Physically, you get worn down with the lifting and unbuckling, the bending and supporting, wiping and stretching. But mentally, you also get stretched wafer-thin with the overwhelming thought process that you are now fully responsible for another human life.

You have to keep this life safe, but also not mess it up. You’ve to nurture it, shape it, keep it away from sharp corners, frightening drops, unstable furniture, anxiety, bad people.

A new version

You don’t want your child to be a bully, or to be bullied. You’ve to get the balance right between their broccoli-to-cake ratios, you must remember when they had their last poop, you have to observe if they are making friends, drinking enough water, smiling enough. Mentally, it is a minefield. If you have more than one child, you double and triple those thoughts.

You hope that the laughs and cute parts tip the balance, the memories and stories you create together as you sail the somewhat choppy seas of your common experiences.

“Devotion has stolen your spotlight. You are now somebody’s mum. You are just off centre of the only stage you’ve known.”

You’ve to master the art of letting go. Of getting back to yourself, whoever that is now. The time for this is different for everyone. For some, it is going back to work, back to familiarity; for others, the marker is when the children leave the schoolyard behind.

You have new emotions to contend with too — a vulnerability, a quickness of emotion you are not used to. You are in unchartered territory in the landscape of your life and this brings insecurity and self-consciousness, you question your methods, a madness of sorts.

Along with your new identity comes a new style or an attempt to reconcile your new role with the things you adorn yourself with.

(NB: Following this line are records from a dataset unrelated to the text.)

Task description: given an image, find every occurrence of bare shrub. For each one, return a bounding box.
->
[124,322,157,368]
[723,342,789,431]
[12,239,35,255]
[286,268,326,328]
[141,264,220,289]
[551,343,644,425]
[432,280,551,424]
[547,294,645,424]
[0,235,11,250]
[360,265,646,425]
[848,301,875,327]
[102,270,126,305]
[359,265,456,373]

Devotion has stolen your spotlight. You are now somebody’s mum. You are just off-center of the only stage you’ve known.

You adjust to the new lumps and bumps and you forget, after the pregnancy and subsequent ‘brooding’ over your babies, exactly what you want to reflect to the world. It takes a while to find your space on the stage of your life again.

My sister-in-law is a stylist. She’s also a mother so she gets it. A few months after I had my first child she went through my wardrobe, we talked about what clothes made me happy.

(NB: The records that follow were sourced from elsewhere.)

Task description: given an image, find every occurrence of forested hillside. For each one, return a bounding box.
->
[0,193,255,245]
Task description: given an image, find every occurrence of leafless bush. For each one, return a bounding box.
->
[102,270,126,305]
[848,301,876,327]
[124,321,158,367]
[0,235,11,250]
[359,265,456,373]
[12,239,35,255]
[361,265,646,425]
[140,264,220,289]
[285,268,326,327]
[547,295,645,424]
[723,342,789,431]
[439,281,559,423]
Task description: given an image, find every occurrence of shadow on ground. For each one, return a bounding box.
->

I had to recalibrate myself from the carefree version of myself, the reporter who travelled on a whim to cover the news, to somebody unfamiliar to me — a figure who mashes bananas and wakes at 5am. What does she wear? I wondered.

A softness

We speak of motherhood as being selfless, of putting yourself last. But putting yourself first is all you have known up to that point, unconsciously rather than deliberately. Now, having a part of yourself outside of your body, vulnerable to the big wide world, is sobering.

You have to put yourself after this tiny scrap, that is without question, but finding your feet again —a motherhood-shaped version of yourself — isn’t straightforward.

My youngest child is now four and a half. I’ve spent nine years in the mothering trenches. I’m still figuring out this version of myself and it continues to evolve. Time, along with my children’s increasing independence, has allowed me to shine that spotlight a little back on myself. It is nice, scary, interesting, satisfying.

Fleeting

We are entering a new phase together, a phase where tummy time has been replaced with chats about what’s in the news. I don’t have to cut or mash their dinner or put on their shoes. They can cycle ahead of me on holidays, they don’t look back as much. I see a new steadiness. In them and in me.

After school, on the walk home, my daughter still holds my hand. I am aware it is fleeting and I dread the day she drops my hand. I can’t imagine her warm fingers away from mine.

My back no longer aches from carrying a baby on each hip but my heart isn’t as hardy or as time-sensitive. Wrapping your head around something as big as this robs you of something — you are without self. Self less. For a little while anyway.

But like most things in life, we adjust. We unfurl from the warm blanket of nurturing those who need us most, and step out confidently with our sea-polished shiny selves into the next phase, a new stage, thankful we are not an octopus.